Y luego están los límites impuestos por las propias leyes de la naturaleza, que no dependen ya de nuestra capacidad para construir mejores aparatos y fabricar átomos a voluntad. El célebre físico Richard Feynmann calculó en su día que el límite debía estar en torno al elemento 137, debido a los efectos relativistas. A medida que los núcleos se hacen más grandes, los electrones que los circundan deben moverse a mayores velocidades y a partir de cierto punto deberían moverse muy cerca del límite absoluto, la velocidad de la luz. Además, en ese rango los electrones incrementarían su masa de forma desorbitada. “El límite actualmente se sitúa más bien en torno al 174, pero es improbable que se pueda alcanzar y que semejante núcleo pueda vivir lo suficiente para llegar a ser un átomo”, dice Michael Block.

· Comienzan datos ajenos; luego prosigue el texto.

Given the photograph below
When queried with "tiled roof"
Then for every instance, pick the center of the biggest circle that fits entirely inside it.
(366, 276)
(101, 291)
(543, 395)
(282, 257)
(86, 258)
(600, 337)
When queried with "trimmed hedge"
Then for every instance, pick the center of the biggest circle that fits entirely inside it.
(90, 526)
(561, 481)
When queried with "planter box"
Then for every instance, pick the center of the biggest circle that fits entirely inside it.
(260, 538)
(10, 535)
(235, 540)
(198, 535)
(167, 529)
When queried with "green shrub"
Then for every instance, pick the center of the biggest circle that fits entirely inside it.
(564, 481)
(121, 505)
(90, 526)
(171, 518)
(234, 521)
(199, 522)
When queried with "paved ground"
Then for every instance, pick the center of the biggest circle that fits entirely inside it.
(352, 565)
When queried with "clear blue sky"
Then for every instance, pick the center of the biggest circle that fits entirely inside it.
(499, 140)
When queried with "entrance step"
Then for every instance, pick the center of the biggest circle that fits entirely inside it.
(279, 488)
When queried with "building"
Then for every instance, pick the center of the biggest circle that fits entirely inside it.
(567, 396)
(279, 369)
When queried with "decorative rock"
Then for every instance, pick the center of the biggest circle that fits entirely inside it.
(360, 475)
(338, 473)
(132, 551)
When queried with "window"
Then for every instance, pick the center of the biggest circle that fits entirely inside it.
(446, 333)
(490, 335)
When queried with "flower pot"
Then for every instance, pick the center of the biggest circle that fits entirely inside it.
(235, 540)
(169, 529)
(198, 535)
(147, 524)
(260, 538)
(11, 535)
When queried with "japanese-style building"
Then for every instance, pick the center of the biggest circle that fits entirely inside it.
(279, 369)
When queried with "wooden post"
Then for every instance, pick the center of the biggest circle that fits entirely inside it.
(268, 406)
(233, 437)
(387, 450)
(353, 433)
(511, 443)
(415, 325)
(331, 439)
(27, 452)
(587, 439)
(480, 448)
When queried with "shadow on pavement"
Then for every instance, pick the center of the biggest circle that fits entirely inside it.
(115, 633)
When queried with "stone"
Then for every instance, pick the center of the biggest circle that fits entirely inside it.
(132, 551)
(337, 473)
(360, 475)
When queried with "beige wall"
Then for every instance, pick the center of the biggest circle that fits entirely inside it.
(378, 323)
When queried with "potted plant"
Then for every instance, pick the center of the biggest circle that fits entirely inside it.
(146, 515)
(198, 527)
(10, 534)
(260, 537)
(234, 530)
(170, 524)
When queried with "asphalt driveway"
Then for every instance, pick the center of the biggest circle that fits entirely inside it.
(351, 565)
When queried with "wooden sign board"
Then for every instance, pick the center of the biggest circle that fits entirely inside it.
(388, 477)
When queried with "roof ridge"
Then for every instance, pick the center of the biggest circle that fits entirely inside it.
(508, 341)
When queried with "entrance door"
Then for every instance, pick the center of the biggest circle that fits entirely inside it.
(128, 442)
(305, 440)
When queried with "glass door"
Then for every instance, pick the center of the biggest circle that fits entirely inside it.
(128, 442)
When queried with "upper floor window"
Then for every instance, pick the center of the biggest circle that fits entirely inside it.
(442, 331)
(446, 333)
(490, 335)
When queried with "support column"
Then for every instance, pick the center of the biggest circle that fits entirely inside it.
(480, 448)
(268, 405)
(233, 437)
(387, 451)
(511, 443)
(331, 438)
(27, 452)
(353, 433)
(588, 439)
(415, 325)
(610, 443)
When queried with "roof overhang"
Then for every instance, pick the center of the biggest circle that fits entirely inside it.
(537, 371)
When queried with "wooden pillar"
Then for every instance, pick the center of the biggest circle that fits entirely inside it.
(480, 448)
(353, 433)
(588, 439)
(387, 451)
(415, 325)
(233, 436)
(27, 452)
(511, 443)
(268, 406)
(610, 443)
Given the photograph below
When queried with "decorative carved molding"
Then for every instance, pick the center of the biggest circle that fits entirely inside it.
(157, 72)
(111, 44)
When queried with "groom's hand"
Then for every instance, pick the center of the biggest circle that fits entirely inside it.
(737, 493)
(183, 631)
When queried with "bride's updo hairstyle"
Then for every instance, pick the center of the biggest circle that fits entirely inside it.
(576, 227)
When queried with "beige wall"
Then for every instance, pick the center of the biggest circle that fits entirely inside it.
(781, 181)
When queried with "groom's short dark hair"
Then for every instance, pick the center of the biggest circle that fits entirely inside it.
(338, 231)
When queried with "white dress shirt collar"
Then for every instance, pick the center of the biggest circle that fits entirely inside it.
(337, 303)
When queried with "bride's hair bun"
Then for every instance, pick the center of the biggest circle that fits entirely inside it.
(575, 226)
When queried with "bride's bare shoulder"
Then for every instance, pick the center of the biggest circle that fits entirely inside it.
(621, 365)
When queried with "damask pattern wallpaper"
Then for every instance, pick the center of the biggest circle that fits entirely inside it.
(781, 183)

Un misterio añadido a la consecución del elemento 119 es que inaugurará una nueva línea en la tabla periódica, el octavo periodo. Con él sería necesario abrir un hueco nuevo también en las columnas a partir del elemento 122. No hay que olvidar que, aunque los elementos 58 a 71 (los lantánidos) y 90 a 103 (los actínidos) se suelen colocar fuera de la tabla para no extenderla horizontalmente en exceso, en realidad deberían ocupar columnas inexistentes para los periodos uno al cinco. De semejante manera, para albergar los elementos 122 al 138 deberían abrirse nuevas columnas. Y se inauguraría también un nuevo orbital, el g, para los electrones. Los científicos no están seguros de que sus propiedades sean semejantes a las de otros elementos más ligeros de su misma columna. “No se sabe si se extenderá la ley periódica o se modificará y esta es una de las motivaciones importantes para realizar este trabajo. De acuerdo con nuestro actual conocimiento, el 119 inaugurará probablemente una nueva serie, que tendrá que recibir un nombre, como ocurre con los lantánidos y actínidos”, dice Rykaczewski.

Es extremadamente difícil predecir qué ocurrirá; no está claro cómo interactuarán los diferentes orbitales. Incluso puede que ya no podamos llamar periódicos a estos elementos, porque su periodicidad se habrá perdido” dice Düllmann, refiriéndose sobre todo al 122 y posteriores. Este fenómeno se produce ya con algunos actínidos y lantánidos, que no se comportan de manera semejante a pesar de estar en la misma columna, por la mezcla de sus diferentes orbitales. Así, según Block, “el elemento 118 está en la columna de los gases nobles, pero no está claro que se comporte como ellos”. 

La carrera no ha hecho más que empezar y de momento tiene dos corredores, el equipo japonés del laboratorio Riken, el más reciente competidor, y el ruso de Dubna, que dedica a ese esfuerzo su nuevo y más potente ciclotrón, el DC-280, inaugurado en 2019, capaz de acelerar chorros de 60 billones de iones por segundo. Rota o suspendida la colaboración entre Rusia y Estados Unidos, quizás los americanos pongan en marcha ahora su propio proyecto. Y el GSI alemán prefiere, de momento, centrarse en el estudio más a fondo de los superpesados ya conocidos. En cualquier caso, la carrera será de larga distancia y quizás no se consigan resultados hasta finales de la década o más tarde, tanto por las dificultades técnicas como por los efectos de las crisis sanitaria, geopolítica y económica actuales. Pero nadie parece dudar de que los elementos 119 y 120 serán finalmente descubiertos.